A vítima tinha 25 anos de idade e era pai de dois filhos menores, um deles com menos de um mês de vida. Os parentes da vítima sentem-se desamparados e querem que a justiça seja feita. Para eles, deve ser a empresa mineradora a assumir as despesas.
“Nós queremos que a Vale assuma todas as despesas dos filhos e da esposa do nosso familiar, pois foram eles que chamaram a polícia. Queremos que apoiem os menores até atingirem a maioridade”, afirmou Catarina António, irmã da vítima, cujos restos mortais foram sepultados no sábado passado, na sua terra natal, distrito de Tsangano, em Tete.
A comunidade de Moatize garante que continuará a manifestar-se, mesmo que morram mais pessoas, com vista a impedir o encerramento dos acessos à área concessionada. O líder comunitário diz que a população tem razão, pois é naquele lugar onde busca o seu sustento.
“A Vale e o Governo deviam estudar mecanismos e formas pacíficas para pôr fim a este problema, pois encerrar os portões é sinónimo de morte para muitos de nós, uma vez que dependemos grandemente dos recursos ali existentes para a nossa sobrevivência. Aliás, foi por isso que o acesso à zona em referência foi negociado entre a vale, as autoridades distritais e a comunidade local.
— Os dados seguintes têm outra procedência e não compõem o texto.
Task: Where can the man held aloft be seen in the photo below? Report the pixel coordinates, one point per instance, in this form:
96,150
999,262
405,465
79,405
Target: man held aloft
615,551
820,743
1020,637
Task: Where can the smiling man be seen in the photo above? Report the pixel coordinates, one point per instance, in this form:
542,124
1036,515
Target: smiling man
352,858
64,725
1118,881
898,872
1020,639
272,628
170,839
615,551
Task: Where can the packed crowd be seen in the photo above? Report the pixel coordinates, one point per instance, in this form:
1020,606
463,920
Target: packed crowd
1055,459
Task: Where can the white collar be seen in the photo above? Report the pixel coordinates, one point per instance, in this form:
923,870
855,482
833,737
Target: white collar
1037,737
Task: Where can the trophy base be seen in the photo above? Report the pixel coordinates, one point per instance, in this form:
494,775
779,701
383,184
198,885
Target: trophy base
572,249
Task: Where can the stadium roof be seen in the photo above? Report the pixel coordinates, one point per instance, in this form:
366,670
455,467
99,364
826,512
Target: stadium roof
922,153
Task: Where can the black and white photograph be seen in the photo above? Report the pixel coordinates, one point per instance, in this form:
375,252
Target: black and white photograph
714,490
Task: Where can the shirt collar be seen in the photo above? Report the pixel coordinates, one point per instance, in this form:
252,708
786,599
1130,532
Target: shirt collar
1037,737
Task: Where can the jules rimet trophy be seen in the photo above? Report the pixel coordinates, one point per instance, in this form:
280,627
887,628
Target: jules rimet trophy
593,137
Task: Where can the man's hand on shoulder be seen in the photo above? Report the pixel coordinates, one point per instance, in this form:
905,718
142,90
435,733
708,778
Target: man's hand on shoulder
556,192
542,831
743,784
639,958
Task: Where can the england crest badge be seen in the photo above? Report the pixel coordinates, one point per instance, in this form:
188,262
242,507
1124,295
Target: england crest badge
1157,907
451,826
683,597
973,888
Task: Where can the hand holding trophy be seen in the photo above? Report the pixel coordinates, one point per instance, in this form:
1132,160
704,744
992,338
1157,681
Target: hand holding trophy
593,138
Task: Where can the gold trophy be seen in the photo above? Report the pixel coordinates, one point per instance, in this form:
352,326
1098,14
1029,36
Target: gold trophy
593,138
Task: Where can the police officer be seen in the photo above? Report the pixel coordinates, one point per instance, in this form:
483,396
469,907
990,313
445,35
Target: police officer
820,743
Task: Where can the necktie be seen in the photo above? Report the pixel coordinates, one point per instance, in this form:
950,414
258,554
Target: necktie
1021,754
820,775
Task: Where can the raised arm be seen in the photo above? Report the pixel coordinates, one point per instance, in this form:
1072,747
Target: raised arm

Estamos surpreendidos com a atitude da Vale”, apelou o líder comunitário.
Polícia criou uma equipa especial para clarificar o caso
Cerca de uma semana após a manifestação popular que fez um morto e um ferido, o Comando da PRM em Tete ainda não apurou o que efectivamente aconteceu na manhã daquela quinta-feira.
Deolinda Matsinhe, chefe das relações públicas da PRM em Tete, afirmou, ontem, que foi criada uma equipa interinstitucional para clarificar o caso. “Esta comissão ainda está a apurar o que teria acontecido naquele dia. Logo que o relatório estiver pronto, não hesitaremos em partilhar com o público”, disse Deolinda Matsinhe.
Na manifestação, para além da vítima mortal, um agente da PRM foi ferido. O mesmo contraiu um ferimento num dos dedos, causado pelas pedras lançadas pelos manifestantes. Foi assistido e encontra-se fora de perigo.
De acordo com os populares em Moatize, o agente que terá disparado contra os manifestantes está envolvido num outro caso de baleamento mortal de um menor registado há meses, em Moatize, quando estava a perseguir um ladrão.
“Neste momento, é praticamente impossível confirmar ou desmentir esta informação. Resta-nos esperar pela perícia policial para sabermos quem foi o autor do disparo. Lamentamos a morte e apelamos à população a não recorrer a agressões e vandalização, no sentido de reivindicar um direito”, concluiu a chefe das relações públicas da PRM em Tete.
Entretanto, um antigo inspector da polícia e jurista que tem prestado assistência jurídica às comunidades do distrito de Moatize não tem dúvidas de que houve negligência e excesso de zelo por parte da polícia e apela a que o Estado puna exemplarmente o autor do disparo que tirou a vida a um dos manifestantes.